This article is adapted from AQ’s print issue on piracy
Sometimes governments act to stop piracy. Sometimes they don’t. Here are two stories that show very different outcomes.
The Tennis Shoe King
From selling knockoffs to buying judges
El Rey del Tenis, the Tennis Shoe King, is one of those nicknames that’s guaranteed to get a reaction in any room in Guatemala. It belongs to Roberto López Villatoro, a lawyer and entrepreneur famous for having great political influence, especially in the justice system. However, he didn’t get that nickname in a courtroom.
The Tennis Shoe King started his career in the early 1990s selling shoes out of the trunk of his car while he was in law school. López Villatoro told InsightCrime he didn’t ask any questions from his supplier at the time, but soon he was importing knockoffs directly from China, through Panama, at $5 apiece. In interviews, he justified his business saying the shoes were “not falsified, (but) replicas.”
By 1999 sales were up to 10 million pairs a year. López Villatoro registered the brand Payless Pague Menos, a U.S. retailer, as his own chain, and sold Nikes and $7 Gucci sandals. The real Payless registered its brand in the country in 2001 and sued him, as did sneaker brands Vans and Fila, but no criminal charges were filed.
Even the government was a customer. In the last decade, he has sold boots to the army, sports apparel to the Ministry of Education, and many other Chinese imports to several administrations.
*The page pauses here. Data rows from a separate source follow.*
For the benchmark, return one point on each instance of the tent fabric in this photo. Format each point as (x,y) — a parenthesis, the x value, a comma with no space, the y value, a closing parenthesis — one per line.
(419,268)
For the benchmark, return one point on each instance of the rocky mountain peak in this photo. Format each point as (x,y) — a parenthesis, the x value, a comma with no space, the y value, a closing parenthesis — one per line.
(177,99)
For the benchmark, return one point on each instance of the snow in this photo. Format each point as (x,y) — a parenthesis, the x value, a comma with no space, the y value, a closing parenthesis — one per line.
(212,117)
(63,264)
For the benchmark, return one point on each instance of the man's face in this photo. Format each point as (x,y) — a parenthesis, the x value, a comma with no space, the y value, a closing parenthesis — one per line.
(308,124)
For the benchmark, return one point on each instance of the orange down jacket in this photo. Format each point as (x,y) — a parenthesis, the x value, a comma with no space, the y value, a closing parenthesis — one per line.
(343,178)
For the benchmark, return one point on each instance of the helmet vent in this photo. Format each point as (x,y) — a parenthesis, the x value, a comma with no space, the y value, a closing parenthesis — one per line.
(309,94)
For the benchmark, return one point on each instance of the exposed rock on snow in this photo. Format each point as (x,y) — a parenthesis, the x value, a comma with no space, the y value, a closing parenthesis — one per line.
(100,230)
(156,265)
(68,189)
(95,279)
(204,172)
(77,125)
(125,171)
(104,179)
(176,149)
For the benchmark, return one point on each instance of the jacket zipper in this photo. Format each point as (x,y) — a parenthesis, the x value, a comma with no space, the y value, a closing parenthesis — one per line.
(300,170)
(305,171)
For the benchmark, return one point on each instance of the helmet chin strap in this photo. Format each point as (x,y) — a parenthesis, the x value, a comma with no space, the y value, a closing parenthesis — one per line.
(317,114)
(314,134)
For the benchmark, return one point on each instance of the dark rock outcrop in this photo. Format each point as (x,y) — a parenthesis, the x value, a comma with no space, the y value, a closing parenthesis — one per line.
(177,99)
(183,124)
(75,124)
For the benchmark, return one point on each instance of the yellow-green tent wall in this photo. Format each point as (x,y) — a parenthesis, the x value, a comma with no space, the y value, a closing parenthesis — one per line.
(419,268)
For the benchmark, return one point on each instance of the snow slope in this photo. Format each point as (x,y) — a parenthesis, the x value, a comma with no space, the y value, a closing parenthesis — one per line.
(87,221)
His demise came not from his shoe business but from his growing influence in Guatemala’s courts. López Villatoro became known as a kingmaker in the justice system and was arrested in February 2018 following an investigation by CICIG — a UN anti-corruption body — for giving an apartment as a gift to a judge and trying to influence the election of magistrates. As of press time López Villatoro, who denies any wrong-doing, was standing trial.
Too Good to Be True
Broadcast rights to sporting events are among the most sought-after, and expensive, entertainment deals. One guy thought they were free.
Imagine paying $19.99 a month to stream every major sports event in the world: UEFA Champions League games, Formula One races, tennis grand slams, golf masters, NBA, NFL, Copa Libertadores, the Olympics, and so on. This almost happened: It was called Sportflix, and was the Netflix of sports. The service offered users the ability to stream every single game from any corner of the globe for less than $20, or $29.99 if you wanted to access the service on several screens at once.
Sportflix was based in Mexico City and its founder, Argentine Matías Said, went on a media blitz, talking on sports shows across the region to hype it up. Newspapers covered the story. Users would never have to miss another Real Madrid vs. Barcelona clásico. More than 600,000 people signed up in just a few weeks. However, Said never explained — and few asked — whether his company had rights or any deals with the networks that own the broadcast rights to the games.
FoxSports Latin America was the first to raise a red flag, saying they didn’t have any deal with Sportflix. Said never went into details about the business model, but in interviews said networks usually had rights to broadcast on television but didn’t have digital rights. He was wrong.
Prior to Sportflix’s launch day in August 2017, television industry companies had filed a lawsuit and convinced the Mexican government to shut the operation down before it could get off the ground. Mexican authorities were efficient in avoiding a multibillion-dollar piracy scheme, but the company kept the credit card data of the 600,000 people who had signed up.